Over the past 26 years, the format has evolved, matured, and been taken over by corporations with shareholders to answer to. Additionally, as verbal attacks became a regular part of the format, something changed. Winning was no longer seen as boring to the format, but instead an incredible springboard for success. Higher ratings, greater interest in the format, increased marketing and sales opportunities and that all important “buzz”.
Right now that is all happening in Washington DC and Las Vegas as their teams battle in the Stanley Cup Final. Vegas is the Cinderella story of an expansion team making it through the Western Conference to the final, while Washington has not been to the Stanley Cup Final in 20 years and features one of the NHL’s biggest stars in Alexander Ovechkin.
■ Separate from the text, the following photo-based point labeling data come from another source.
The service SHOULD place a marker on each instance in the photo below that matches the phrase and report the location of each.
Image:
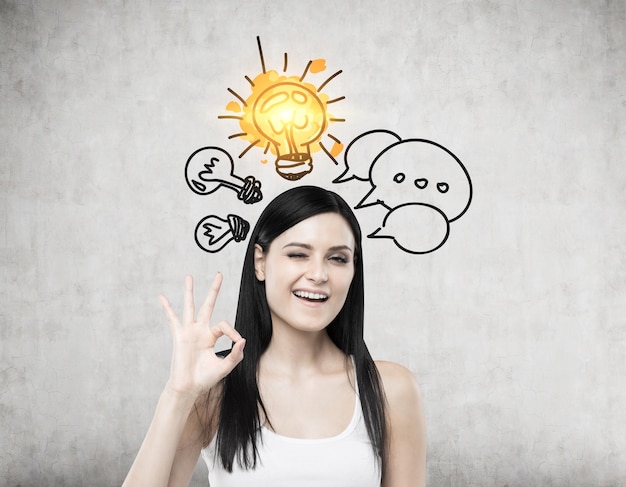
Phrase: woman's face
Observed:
(307, 272)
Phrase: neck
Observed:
(296, 352)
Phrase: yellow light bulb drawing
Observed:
(291, 117)
(288, 117)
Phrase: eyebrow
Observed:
(334, 248)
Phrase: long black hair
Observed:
(239, 419)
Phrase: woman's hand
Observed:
(195, 368)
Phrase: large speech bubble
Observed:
(419, 171)
(415, 228)
(362, 151)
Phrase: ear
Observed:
(259, 262)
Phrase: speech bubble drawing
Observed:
(415, 228)
(362, 151)
(419, 171)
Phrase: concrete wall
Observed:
(515, 327)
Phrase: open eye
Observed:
(443, 187)
(296, 255)
(421, 183)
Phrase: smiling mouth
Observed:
(315, 297)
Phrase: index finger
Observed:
(206, 310)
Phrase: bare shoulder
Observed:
(406, 464)
(401, 387)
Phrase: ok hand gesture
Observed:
(195, 368)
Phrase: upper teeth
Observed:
(307, 295)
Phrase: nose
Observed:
(316, 271)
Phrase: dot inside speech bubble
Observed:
(415, 228)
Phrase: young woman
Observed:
(307, 406)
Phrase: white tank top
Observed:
(345, 460)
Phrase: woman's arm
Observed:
(172, 444)
(406, 455)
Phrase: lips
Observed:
(311, 296)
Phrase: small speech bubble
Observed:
(419, 171)
(362, 151)
(415, 228)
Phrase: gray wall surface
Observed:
(515, 328)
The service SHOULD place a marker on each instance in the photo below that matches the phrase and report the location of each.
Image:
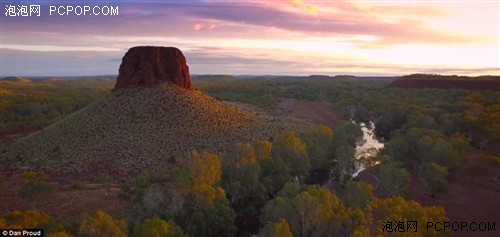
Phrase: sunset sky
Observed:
(278, 37)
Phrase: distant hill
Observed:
(421, 81)
(15, 79)
(137, 129)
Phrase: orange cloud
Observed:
(307, 8)
(197, 27)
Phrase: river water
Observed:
(368, 147)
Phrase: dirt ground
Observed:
(469, 199)
(65, 203)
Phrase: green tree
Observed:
(155, 227)
(486, 166)
(309, 210)
(357, 194)
(392, 180)
(293, 152)
(102, 225)
(435, 177)
(318, 140)
(34, 187)
(241, 172)
(205, 173)
(278, 229)
(215, 219)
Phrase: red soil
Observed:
(469, 199)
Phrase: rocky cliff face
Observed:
(150, 65)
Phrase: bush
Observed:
(435, 177)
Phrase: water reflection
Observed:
(368, 147)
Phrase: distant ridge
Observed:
(15, 79)
(140, 127)
(422, 81)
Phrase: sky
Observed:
(280, 37)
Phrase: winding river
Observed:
(368, 147)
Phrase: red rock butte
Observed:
(151, 65)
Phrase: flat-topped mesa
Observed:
(150, 65)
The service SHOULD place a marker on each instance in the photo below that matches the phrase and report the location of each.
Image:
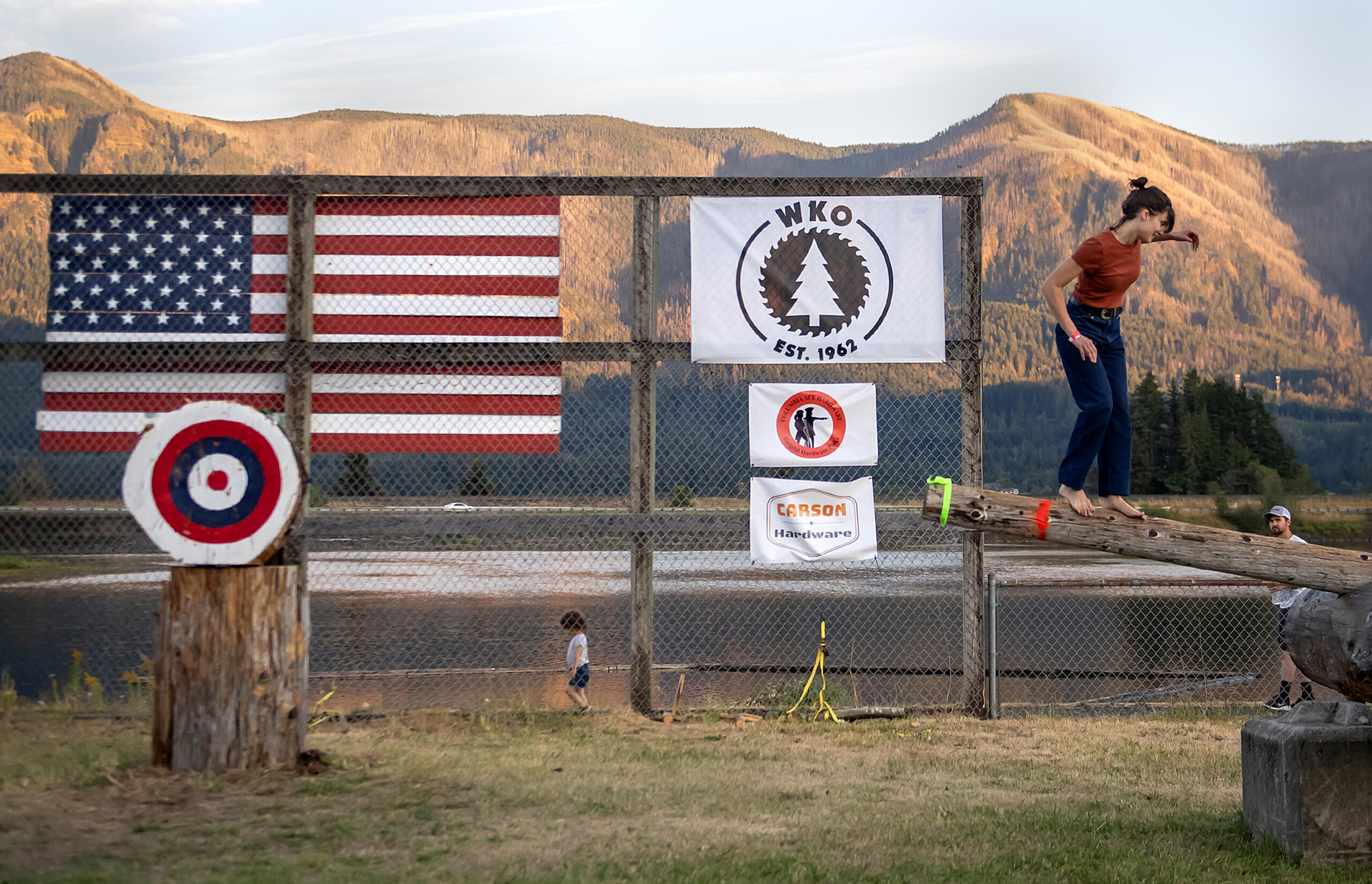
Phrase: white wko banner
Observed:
(849, 279)
(799, 521)
(811, 425)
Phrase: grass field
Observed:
(542, 797)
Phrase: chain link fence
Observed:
(1116, 642)
(516, 347)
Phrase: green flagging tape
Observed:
(947, 484)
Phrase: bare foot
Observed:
(1076, 499)
(1120, 505)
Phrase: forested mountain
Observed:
(1279, 288)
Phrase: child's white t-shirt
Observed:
(578, 642)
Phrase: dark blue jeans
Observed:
(1102, 392)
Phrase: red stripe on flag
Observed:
(342, 443)
(437, 206)
(437, 368)
(417, 327)
(364, 284)
(320, 368)
(520, 246)
(154, 402)
(434, 403)
(420, 443)
(324, 403)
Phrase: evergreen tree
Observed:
(1150, 435)
(815, 295)
(357, 479)
(475, 483)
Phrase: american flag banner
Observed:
(387, 269)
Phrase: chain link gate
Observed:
(607, 475)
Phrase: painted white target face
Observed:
(217, 482)
(214, 483)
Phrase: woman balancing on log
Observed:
(1093, 350)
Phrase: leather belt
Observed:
(1105, 313)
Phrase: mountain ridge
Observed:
(1277, 290)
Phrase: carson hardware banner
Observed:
(848, 279)
(812, 425)
(796, 521)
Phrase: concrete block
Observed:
(1308, 780)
106.7 The Fan is the FM DC rights holder for the Capitals. Caps programming has dominated the station in addition to the typical flagship Play-by-play and pre and post-game shows. The Fan’s PD Chris Kinard notes, “We’re seeing sustained audience engagement unlike anything we’ve ever seen. We’ve had days with bigger overall ratings, higher streaming numbers, etc., usually focused around Redskins content. But the meter counts, cume influx, streaming spikes, and social media engagement have been consistently near record-levels since the Caps beat Pittsburgh to advance to the Eastern Conference Finals….We’re moving fast to create opportunities for our clients to be involved in the party. We’re on the streets marketing the station and capturing the scene on social media. And I think, while all of this is happening, we all have to keep in mind the lasting impact that a championship can have on a radio station. Listeners will remember how they experienced the Cup run, and our station can and should be a part of those memories if we create compelling content and experiences.”
Across town, Chris Johnson, Program Director of the DC’s The Team 980 says “We’ve seen a tremendous surge of audience. Specifically starting with the day after the Caps eliminated the Pens. That morning we did a special show bringing in Caps TV announcers Joe Beninati and Craig Laughlin. The show had a huge response on-air and on social media. We’ve also added special pre and post games shows along with Caps and NHL guests over the past 3 weeks. Steve Czaban is broadcasting live from Vegas and we’ll be live from the Capital One Arena as well.”
In Las Vegas, where this improbable team and story has taken hold, ESPN Las Vegas afternoon drive host Steve Cofield talks about the Knights run to the finals and their impact on the local community, “Since I got here in 1996, Vegas has mostly been a disjointed community amongst the locals. Many work on the Strip where you get tired of personal interaction and just want to escape to your house in the suburbs 15 minutes away. In the past, they’d drive home, pull in their garages and hardly speak with their neighbors. Now VGK game nights are a massive meet up at local bars where sports and non-sports fans bond. Those bars, dominated by the video poker machines, used to be quiet. Now there’s a buzz before, during and after the games.”
From a sales standpoint timing and quick-turnaround are key during a winning run. So says Dave Greene, General Sales Manager for 610 Sports in Kansas City and fellow BSM columnist, “Momentum can come from a lot of places and sometimes even completely unexpectedly. Earlier this year when Kansas State made their run in the NCAA tournament that was something we clearly weren’t expecting. We knew if we acted quickly we could capitalize on the success of the team from a sales standpoint and we were able to. Our format thrives on passion and the fan base is never more passionate than after postseason success.”
In conclusion, over the past 20+ years things have changed. A winner in town is a huge opportunity for local sports radio stations, but it also takes the PDs, Hosts, Sales Managers, and Marketing directors to act quickly to take advantage of the opportunities. If they do so, the teams aren’t the only winners at the end of the day.